4.2 Evaluation in Dynamic Scenes

TUM RGB-D [52] Dynamic Sequence Evaluation. To evaluate our system on TUM RGB-D [52] dynamic sequences, we compare it with LC-CRF SLAM [57], Crowd-SLAM [58], ORB-SLAM2 [14], NICE-SLAM [45], ESLAM [21] and Co-SLAM [47]. Our method achieves effective rendering, effectively avoids occlusion interference caused by high-dynamic human subjects, reasonably fills scene holes, and achieves high-precision geometric detail reconstruction with minimal artifacts. Our method preserves the potential dynamic objects and enhances the integrity of the reconstruction. as shown in Figure 4. We have achieved tracking results that are competitive with traditional methods, as shown in Table 2. Due to severe accumulated drift, current neural implicit SLAM methods are unable to complete reliable mapping.
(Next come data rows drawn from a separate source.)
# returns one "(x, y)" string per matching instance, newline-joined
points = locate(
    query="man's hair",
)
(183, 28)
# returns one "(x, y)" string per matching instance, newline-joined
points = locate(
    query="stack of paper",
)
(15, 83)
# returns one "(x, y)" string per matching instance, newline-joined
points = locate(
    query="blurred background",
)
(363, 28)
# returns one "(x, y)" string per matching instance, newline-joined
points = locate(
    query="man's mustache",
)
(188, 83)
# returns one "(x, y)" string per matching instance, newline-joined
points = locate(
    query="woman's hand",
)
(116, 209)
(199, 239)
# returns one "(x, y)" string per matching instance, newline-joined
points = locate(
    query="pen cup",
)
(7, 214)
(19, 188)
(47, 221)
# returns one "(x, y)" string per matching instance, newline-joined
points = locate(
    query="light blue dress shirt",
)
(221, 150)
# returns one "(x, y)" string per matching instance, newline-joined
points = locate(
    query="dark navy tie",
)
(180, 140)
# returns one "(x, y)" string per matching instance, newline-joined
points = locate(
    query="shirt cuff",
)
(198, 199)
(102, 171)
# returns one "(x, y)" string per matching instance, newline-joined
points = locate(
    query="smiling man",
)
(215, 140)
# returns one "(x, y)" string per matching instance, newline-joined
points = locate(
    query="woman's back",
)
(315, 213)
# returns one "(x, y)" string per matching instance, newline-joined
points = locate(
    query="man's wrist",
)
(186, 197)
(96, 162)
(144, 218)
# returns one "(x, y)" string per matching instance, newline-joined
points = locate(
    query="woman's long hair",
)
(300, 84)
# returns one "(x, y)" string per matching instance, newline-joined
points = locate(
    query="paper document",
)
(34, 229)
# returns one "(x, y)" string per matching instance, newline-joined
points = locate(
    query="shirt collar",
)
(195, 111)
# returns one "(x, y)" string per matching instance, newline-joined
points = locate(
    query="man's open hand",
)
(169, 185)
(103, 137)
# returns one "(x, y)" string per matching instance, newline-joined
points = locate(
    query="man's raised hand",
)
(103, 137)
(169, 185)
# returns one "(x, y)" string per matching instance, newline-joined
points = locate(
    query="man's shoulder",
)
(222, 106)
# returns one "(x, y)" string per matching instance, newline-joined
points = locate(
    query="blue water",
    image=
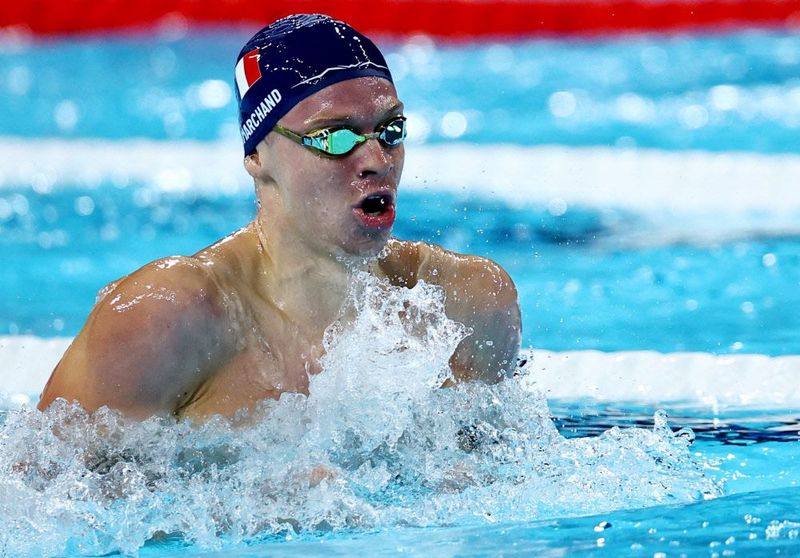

	Completion Rate	walking/xyz	walking/half	walking/static	walking/rpy	sitting-xyz	sitting-half	AVG
LC-CRF SLAM [57]	100%	0.020	0.030	0.028	0.051	0.013	0.026	0.028
Crowd-SLAM [58]	100%	0.019	0.036	0.007	0.044	0.017	0.025	0.027
ORB-SLAM2 [14]	93%	0.721	0.462	0.386	0.785	0.009	0.026	0.373
NICE-SLAM [45]	79%	0.420	0.732	0.491	N/A	0.029	0.134	0.362
ESLAM [63]	61%	0.432	N/A	0.075	N/A	0.034	0.063	0.151
Co-SLAM [47]	44%	0.714	N/A	0.499	N/A	0.065	0.023	0.325
DDN-SLAM(RGB)	100%	0.028	0.041	0.025	0.089	0.013	0.031	0.037
DDN-SLAM	100%	0.014	0.023	0.010	0.039	0.010	0.017	0.020

Table 1: The tracking results on 8 dynamic sequences in TUM RGB-D [52](ATE[m]). We also present the average tracking Completion Rate of 6 scenes. The best results are indicated in bold, and the second-best results are indicated with a horizontal line. N/A indicates failure in all 5 measurements and the total number of frames with successful tracking is less than 50% of the total.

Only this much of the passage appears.